At this age, all boys are special — Superman, starship captains, questing knights. They could fly faster than light, could lift whole buildings on their shoulders, could do amazing things until the story ended and then they dropped their swords that became sticks and put away their trusty steeds that were tricycles and went inside for dinner.
But Rodney was different — he was something much keener than a starship captain, something much more extraordinary than Superman.
Rodney was magic.
When no one was looking, Rodney could make leaves dance in fractal patterns. He sat under trees and listened to the birds talk to each other, heard the thoughts of the little white mouse in his classroom as it tumbled endlessly on its wheel. Trees leaned their branches out of the way when he walked by. Water parted in the streambeds as he crossed. When he looked at the stars, craning his neck back and spreading his arms out, Rodney could almost hear them singing, could almost read the story written in the vault of heaven. It was a secret he was still learning.
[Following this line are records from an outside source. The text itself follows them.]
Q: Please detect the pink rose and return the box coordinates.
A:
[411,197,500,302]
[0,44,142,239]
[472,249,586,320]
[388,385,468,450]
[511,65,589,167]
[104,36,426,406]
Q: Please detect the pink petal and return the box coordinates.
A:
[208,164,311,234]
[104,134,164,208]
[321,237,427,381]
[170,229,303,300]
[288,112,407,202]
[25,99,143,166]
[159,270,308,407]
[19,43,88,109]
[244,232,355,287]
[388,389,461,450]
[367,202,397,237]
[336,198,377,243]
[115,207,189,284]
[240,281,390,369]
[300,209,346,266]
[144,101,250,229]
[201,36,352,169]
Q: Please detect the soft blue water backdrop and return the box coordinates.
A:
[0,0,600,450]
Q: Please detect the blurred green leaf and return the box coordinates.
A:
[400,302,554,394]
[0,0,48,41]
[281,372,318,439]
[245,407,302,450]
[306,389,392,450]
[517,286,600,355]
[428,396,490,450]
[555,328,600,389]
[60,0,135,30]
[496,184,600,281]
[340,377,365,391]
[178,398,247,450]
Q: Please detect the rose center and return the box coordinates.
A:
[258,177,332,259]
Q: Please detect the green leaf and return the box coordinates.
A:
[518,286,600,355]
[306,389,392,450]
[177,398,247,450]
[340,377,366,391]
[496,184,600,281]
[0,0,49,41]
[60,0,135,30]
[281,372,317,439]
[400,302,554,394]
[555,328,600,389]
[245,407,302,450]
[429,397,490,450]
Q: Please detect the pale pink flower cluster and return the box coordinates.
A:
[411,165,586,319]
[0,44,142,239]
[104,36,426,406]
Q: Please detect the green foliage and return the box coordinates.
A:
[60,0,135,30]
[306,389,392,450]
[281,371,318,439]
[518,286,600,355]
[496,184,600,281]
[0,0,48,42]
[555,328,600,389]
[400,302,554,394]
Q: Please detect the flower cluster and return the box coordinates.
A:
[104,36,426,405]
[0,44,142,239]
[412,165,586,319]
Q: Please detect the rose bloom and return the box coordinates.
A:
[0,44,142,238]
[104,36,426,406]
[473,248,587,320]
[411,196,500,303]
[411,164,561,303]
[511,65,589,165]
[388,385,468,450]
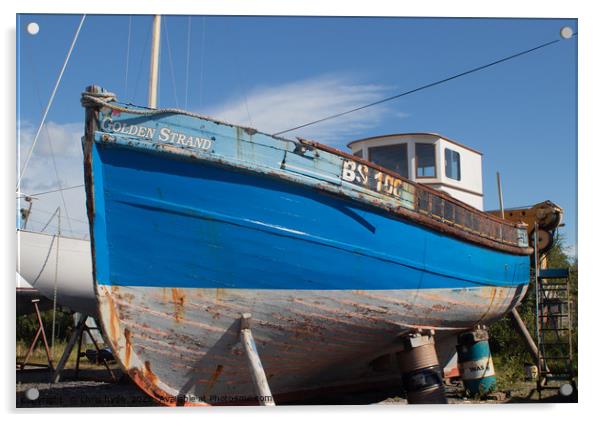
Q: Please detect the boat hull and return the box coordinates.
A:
[84,92,529,405]
[99,286,522,405]
[88,139,528,404]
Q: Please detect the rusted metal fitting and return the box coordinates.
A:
[458,328,489,345]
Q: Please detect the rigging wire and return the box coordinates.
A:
[44,125,73,234]
[273,33,577,136]
[131,20,151,101]
[124,15,132,98]
[50,207,61,357]
[17,183,84,199]
[17,38,73,234]
[16,14,86,192]
[184,16,192,110]
[199,16,205,110]
[163,16,180,108]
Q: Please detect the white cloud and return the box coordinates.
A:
[17,121,88,237]
[204,76,408,145]
[18,77,408,236]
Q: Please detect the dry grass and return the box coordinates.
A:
[16,338,105,368]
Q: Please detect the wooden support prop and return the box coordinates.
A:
[52,314,117,383]
[511,308,539,363]
[240,313,276,406]
[51,315,88,383]
[19,299,53,371]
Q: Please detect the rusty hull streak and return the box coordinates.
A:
[123,327,132,368]
[205,365,224,396]
[171,288,186,322]
[97,126,532,255]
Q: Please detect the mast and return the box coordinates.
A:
[148,15,161,108]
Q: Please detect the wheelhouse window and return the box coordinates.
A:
[368,144,408,177]
[445,148,460,180]
[416,143,437,177]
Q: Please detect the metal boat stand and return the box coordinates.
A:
[240,313,276,406]
[51,314,117,383]
[18,299,54,371]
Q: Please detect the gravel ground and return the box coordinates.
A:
[16,368,577,408]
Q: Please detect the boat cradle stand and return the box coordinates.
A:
[240,313,276,406]
[51,314,117,383]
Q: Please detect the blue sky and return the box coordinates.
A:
[17,15,578,256]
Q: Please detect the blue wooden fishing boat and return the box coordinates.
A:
[82,86,532,404]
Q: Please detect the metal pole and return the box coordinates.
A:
[148,15,161,108]
[240,314,276,406]
[496,171,506,218]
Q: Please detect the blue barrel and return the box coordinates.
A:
[456,329,496,396]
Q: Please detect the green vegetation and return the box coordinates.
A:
[489,237,579,389]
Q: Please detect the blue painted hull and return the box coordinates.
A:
[94,145,529,290]
[84,90,529,404]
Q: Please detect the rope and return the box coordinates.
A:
[17,14,86,191]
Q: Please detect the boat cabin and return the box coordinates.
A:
[347,133,483,210]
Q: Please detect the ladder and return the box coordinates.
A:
[535,258,575,394]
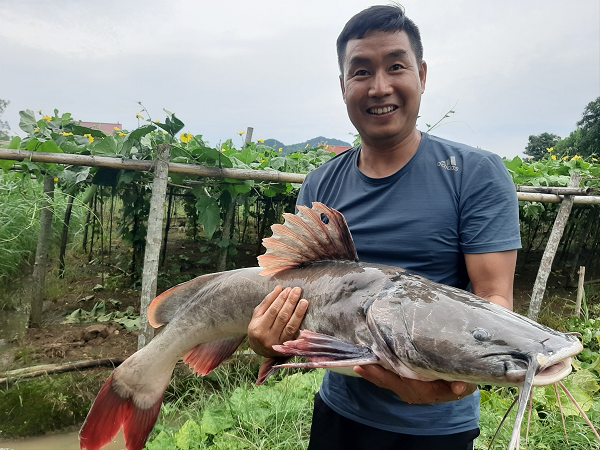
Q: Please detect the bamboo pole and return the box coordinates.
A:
[517,192,600,205]
[573,266,585,317]
[0,148,306,183]
[0,148,600,205]
[517,185,590,195]
[527,173,581,321]
[138,144,171,350]
[0,358,125,384]
[29,175,54,328]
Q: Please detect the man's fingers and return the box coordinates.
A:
[269,287,302,336]
[252,286,283,318]
[281,299,308,341]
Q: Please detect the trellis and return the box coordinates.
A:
[0,148,600,348]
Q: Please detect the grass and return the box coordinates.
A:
[0,173,83,310]
[147,356,324,450]
[0,370,110,439]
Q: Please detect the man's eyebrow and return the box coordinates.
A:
[386,50,408,58]
[348,49,408,67]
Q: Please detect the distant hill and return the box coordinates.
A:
[265,136,352,155]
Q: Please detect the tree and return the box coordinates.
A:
[577,97,600,157]
[523,133,560,161]
[0,99,11,141]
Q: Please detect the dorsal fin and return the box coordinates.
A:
[258,202,358,276]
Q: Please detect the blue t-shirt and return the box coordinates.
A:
[298,133,521,435]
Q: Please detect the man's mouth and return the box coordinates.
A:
[367,106,398,116]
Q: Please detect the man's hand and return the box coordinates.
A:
[354,364,477,404]
[248,286,308,358]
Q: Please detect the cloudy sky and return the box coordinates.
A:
[0,0,600,157]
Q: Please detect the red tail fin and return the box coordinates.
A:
[79,374,162,450]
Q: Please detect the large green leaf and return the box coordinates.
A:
[71,124,106,139]
[127,125,156,141]
[8,136,21,150]
[93,136,123,156]
[19,109,38,134]
[196,195,221,239]
[37,141,63,153]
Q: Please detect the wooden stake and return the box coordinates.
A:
[29,175,54,328]
[574,266,585,317]
[0,358,125,384]
[244,127,254,148]
[527,173,581,321]
[138,144,171,350]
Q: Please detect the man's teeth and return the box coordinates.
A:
[369,106,396,114]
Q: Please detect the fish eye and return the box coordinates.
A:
[473,328,491,341]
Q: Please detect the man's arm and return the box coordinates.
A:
[465,250,517,311]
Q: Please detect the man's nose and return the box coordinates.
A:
[369,72,393,97]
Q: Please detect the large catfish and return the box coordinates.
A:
[80,203,583,450]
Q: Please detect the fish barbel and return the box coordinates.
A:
[80,203,583,450]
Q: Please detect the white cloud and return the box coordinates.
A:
[0,0,600,156]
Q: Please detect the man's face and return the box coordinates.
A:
[340,31,427,145]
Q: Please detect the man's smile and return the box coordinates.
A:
[367,106,398,116]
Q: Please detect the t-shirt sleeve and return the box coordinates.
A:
[459,154,521,254]
[296,173,316,212]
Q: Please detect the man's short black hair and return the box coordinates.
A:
[337,5,423,75]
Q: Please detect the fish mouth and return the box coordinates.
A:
[494,357,573,386]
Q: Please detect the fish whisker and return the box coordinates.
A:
[558,381,600,441]
[488,397,519,450]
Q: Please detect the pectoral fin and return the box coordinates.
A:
[273,330,380,369]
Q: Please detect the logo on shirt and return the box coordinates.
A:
[438,156,458,172]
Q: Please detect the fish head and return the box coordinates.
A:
[367,277,583,386]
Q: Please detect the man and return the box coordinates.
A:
[249,6,520,450]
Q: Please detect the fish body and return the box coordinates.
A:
[80,204,583,450]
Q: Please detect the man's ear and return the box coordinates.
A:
[340,75,346,103]
[419,61,427,94]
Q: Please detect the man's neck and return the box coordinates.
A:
[358,128,421,178]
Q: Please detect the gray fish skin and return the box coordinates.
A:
[143,261,582,386]
[80,261,583,450]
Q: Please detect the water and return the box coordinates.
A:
[0,431,125,450]
[0,311,29,353]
No one believed Rodney — not his parents, not his sister, not the little boys down the street. They all scowled at him and pointed their fingers and told him to stop making up stories. They demanded he prove it, but Rodney couldnt, not when they were looking. Rodney would try and try, would squeeze his eyes shut and search for the whisper inside his chest that made the leaves dance. But it never worked and they just walked away shaking their heads. As soon as they left — always — the wind erupted like a cyclone, tearing up new–planted flowerbeds and overturning heavy picnic tables. Rodney eventually learned not to talk about it anymore, learned to press his little lips into a thin line, to swallow the secrets deep into his tummy.
One day, Rodney ran home from school, the cold stinging his red cheeks. His breaths left a trail of white vapor where he passed. Rodney had forgotten his rule. He forgot to keep the secrets. In his excitement, Rodney let slip that a rock in the schoolyard had sung him a little bit of the song of creation, a secret that Rodney had bent his mind to learning for so long. The other kids laughed at him, called him crazy, and even the teacher smiled a little bit. Rodneys face had burned like the sun that he could call from behind the clouds. His heart had thudded angrily in his chest and there was a stinging wetness in his eyes.
Rodney was not crazy. He knew the truth, but his father was in his study and his mother didnt care. She asked him where his hat had gone and he told her it fell off on the way home. She made him go back and find it.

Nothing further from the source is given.